Slashdot Mirror


Which Open Source Video Apps Use SMP Effectively?

ydrol writes "After building my new Core 2 Quad Q6600 PC, I was ready to unleash video conversion activity the likes of which I had not seen before. However, I was disappointed to discover that a lot of the conversion tools either don't use SMP at all, or don't balance the workload evenly across processors, or require ugly hacks to use SMP (e.g. invoking distributed encoding options). I get the impression that open source projects are a bit slow on the uptake here? Which open source video conversion apps take full native advantage of SMP? (And before you ask, no, I don't want to pick up the code and add SMP support myself, thanks.)"

26 of 262 comments (clear)

  1. x264 by Anonymous Coward · · Score: 3, Insightful

    x264 use slices and scales pretty well across multiple cores. I use it on windows via megui, but you could easily use it in Linux as well. You could use mencoder to pipe out raw video to a fifo and use x264 to do the actual conversion, for instance.

  2. Re:ffmpeg by Albanach · · Score: 4, Insightful

    Or just convert 2 videos at once, or 4 for a quad core etc. They did suggest they have lots to convert, and it's a pretty easy way to get all available cores working hard.

  3. Re:ffmpeg by Z00L00K · · Score: 1, Insightful

    And it may or may not be useful to actually rune more than one thread per kernel. It depends on the encoder and application how many threads you shall run, so the best is to test with 1, 2 and 4 threads per kernel.

    --
    If builders built buildings the way programmers wrote programs, then the first woodpecker would destroy civilization.
  4. Re:Simple... by Cyrano+de+Maniac · · Score: 1, Insightful

    I'm still not sure where this idea that "multi-threaded programming is hard" comes from. It's not. It seems that most people are just afraid of it because they're not familiar with it.

    Or perhaps I just overestimate the mental capacity of most programmers? Having looked at a lot of code, there may be merit to that theory.

    --
    Cyrano de Maniac
  5. Load balancing: Why? by DigitAl56K · · Score: 4, Insightful

    don't balance the workload evenly across processors

    Why is balancing the load evenly important, as long as one thread is not bottlenecking the others? Loading a particular core or set of cores might even be beneficial depending on the cache implementation, especially when other applications are also contending for CPU time.

    Sure, a nice even load distribution might be an indicator for good design, but it doesn't have to apply in every case. I don't think software should be designed so you can be pleased with the aesthetics of the charts in task manager.

    1. Re:Load balancing: Why? by Scottie-Z · · Score: 2, Insightful

      Because, ideally, all four cores should be running at 100% -- the idea is to make maximal use of your available resources, right?

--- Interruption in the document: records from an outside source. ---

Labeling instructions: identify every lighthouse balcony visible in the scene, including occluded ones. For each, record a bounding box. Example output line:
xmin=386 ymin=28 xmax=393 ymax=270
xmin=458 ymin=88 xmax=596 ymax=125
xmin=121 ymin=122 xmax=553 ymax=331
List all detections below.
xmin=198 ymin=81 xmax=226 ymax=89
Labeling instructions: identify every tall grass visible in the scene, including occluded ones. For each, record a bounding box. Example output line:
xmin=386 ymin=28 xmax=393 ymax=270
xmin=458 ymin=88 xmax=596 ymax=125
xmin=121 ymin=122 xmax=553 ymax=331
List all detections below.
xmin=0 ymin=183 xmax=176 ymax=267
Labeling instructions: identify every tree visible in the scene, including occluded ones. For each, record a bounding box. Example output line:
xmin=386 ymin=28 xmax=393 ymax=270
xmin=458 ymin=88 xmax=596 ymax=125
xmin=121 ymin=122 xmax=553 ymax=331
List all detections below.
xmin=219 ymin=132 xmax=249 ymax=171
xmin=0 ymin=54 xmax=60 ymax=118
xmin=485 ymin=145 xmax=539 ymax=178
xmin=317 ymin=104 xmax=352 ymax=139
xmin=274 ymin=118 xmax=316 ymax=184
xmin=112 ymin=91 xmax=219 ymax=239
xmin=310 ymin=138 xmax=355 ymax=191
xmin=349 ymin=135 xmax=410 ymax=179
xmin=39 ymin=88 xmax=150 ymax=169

    2. Re:Load balancing: Why? by DigitAl56K · · Score: 4, Insightful

      It's still possible to load all cores 100%.

      A video decoder that I'm working with, for example, currently uses only as many threads as necessary for real-time playback. So for example if one core can do the job only one core is used. If the decoder looks like it might start falling behind more threads are given work to do. Ultimately, if your system is failing to keep up all cores will be fully leveraged.

      However, so long as only some cores are required the others are 100% available to other processes, including their cache (if it's independent). I'm not sure how power management is implemented but perhaps it's even possible for the unused cores to do power saving, leading to longer batter life for laptops/notebooks, etc.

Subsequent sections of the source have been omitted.